There are some HTTP clients accessing my web servers with strange request patterns. They include a header stating that they are a Googlebot, but its clear that they are fake googlebots.

Detection of Fake Googlebots

I noticed some HTTP clients spoofing Google’s search crawler user-agent, aka “Googlebot”, like these:

404 www.neosensorz.com "GET /wp-login.php HTTP/1.1" "-" "Mozilla/5.0 (compatible; Googlebot/2.1; +http://www.google.com/bot.html)" 67.19.102.242 0.014
404 www.neosensorz.com "GET /old/wp-login.php HTTP/1.1" "-" "Mozilla/5.0 (compatible; Googlebot/2.1; +http://www.google.com/bot.html)" 67.19.102.242 0.007
404 www.neosensorz.com "GET /cms/wp-login.php HTTP/1.1" "-" "Mozilla/5.0 (compatible; Googlebot/2.1; +http://www.google.com/bot.html)" 67.19.102.242 0.007
404 www.neosensorz.com "GET /blog/wp-login.php HTTP/1.1" "-" "Mozilla/5.0 (compatible; Googlebot/2.1; +http://www.google.com/bot.html)" 67.19.102.242 0.005
404 www.neosensorz.com "GET /blog_old/wp-login.php HTTP/1.1" "-" "Mozilla/5.0 (compatible; Googlebot/2.1; +http://www.google.com/bot.html)" 67.19.102.242 0.006
404 www.neosensorz.com "GET /blog-old/wp-login.php HTTP/1.1" "-" "Mozilla/5.0 (compatible; Googlebot/2.1; +http://www.google.com/bot.html)" 67.19.102.242 0.007
404 www.neosensorz.com "GET /blog/wp/wp-login.php HTTP/1.1" "-" "Mozilla/5.0 (compatible; Googlebot/2.1; +http://www.google.com/bot.html)" 67.19.102.242 0.006
404 www.neosensorz.com "GET /wp/wp-login.php HTTP/1.1" "-" "Mozilla/5.0 (compatible; Googlebot/2.1; +http://www.google.com/bot.html)" 67.19.102.242 0.006
404 www.neosensorz.com "GET /WP/wp-login.php HTTP/1.1" "-" "Mozilla/5.0 (compatible; Googlebot/2.1; +http://www.google.com/bot.html)" 67.19.102.242 0.004
404 www.neosensorz.com "GET /backup/wp-login.php HTTP/1.1" "-" "Mozilla/5.0 (compatible; Googlebot/2.1; +http://www.google.com/bot.html)" 67.19.102.242 0.006
404 www.neosensorz.com "GET /blog/backup/wp-login.php HTTP/1.1" "-" "Mozilla/5.0 (compatible; Googlebot/2.1; +http://www.google.com/bot.html)" 67.19.102.242 0.006
404 www.neosensorz.com "GET /wordpress/wp-login.php HTTP/1.1" "-" "Mozilla/5.0 (compatible; Googlebot/2.1; +http://www.google.com/bot.html)" 67.19.102.242 0.006
404 www.neosensorz.com "GET /Wordpress/wp-login.php HTTP/1.1" "-" "Mozilla/5.0 (compatible; Googlebot/2.1; +http://www.google.com/bot.html)" 67.19.102.242 0.005
404 www.neosensorz.com "GET /wordpress2/wp-login.php HTTP/1.1" "-" "Mozilla/5.0 (compatible; Googlebot/2.1; +http://www.google.com/bot.html)" 67.19.102.242 0.008

I started to think about ways to automatically block them.
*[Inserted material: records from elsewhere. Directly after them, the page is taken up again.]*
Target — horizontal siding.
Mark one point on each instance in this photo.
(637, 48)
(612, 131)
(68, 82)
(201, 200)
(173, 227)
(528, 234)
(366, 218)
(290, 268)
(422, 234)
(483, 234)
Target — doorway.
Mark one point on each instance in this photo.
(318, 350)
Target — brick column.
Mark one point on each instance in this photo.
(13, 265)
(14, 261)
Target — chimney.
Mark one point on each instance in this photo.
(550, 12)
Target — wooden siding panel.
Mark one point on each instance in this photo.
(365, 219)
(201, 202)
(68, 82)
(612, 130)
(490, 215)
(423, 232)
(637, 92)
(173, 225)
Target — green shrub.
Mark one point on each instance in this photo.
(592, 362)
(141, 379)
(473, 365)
I didn’t figure that Google would provide a list of CIDR blocks, and based upon what I’ve read, it would appear that I was right, they don’t. I read on their blog that they suggest using DNS to do a reverse lookup and see if it contains their domain name, like this:

$ dig -x 66.249.71.155
; <<>> DiG 9.6.1-P1 <<>> -x 66.249.71.155
;; global options: +cmd
;; Got answer:
;; ->>HEADER<<- opcode: QUERY, status: NOERROR, id: 63653
;; flags: qr rd ra; QUERY: 1, ANSWER: 1, AUTHORITY: 0, ADDITIONAL: 0
;; QUESTION SECTION:
;155.71.249.66.in-addr.arpa.	IN	PTR
;; ANSWER SECTION:
155.71.249.66.in-addr.arpa. 86400 IN	PTR	crawl-66-249-71-155.googlebot.com.
;; Query time: 157 msec
;; SERVER: 192.168.1.1#53(192.168.1.1)
;; WHEN: Tue Jun  1 02:49:14 2010
;; MSG SIZE  rcvd: 91

Since I use NGINX as the front-most web server, I could manually set non-Google ip addresses in a “map” block and check them when the user-agent contains the Googlebot string, something like this:

map  $remote_addr  $nogip  {
default 0;
67.19.102.242 1;
}
if ($http_user_agent ~ Googlebot) {
  set $noacc $nogip;
}
if ($http_user_agent !~ Googlebot) {
  set $noacc 0;
}
if ($noacc = 1) {
  return 503;
}

I doubt I’ll set this up though, its too specific!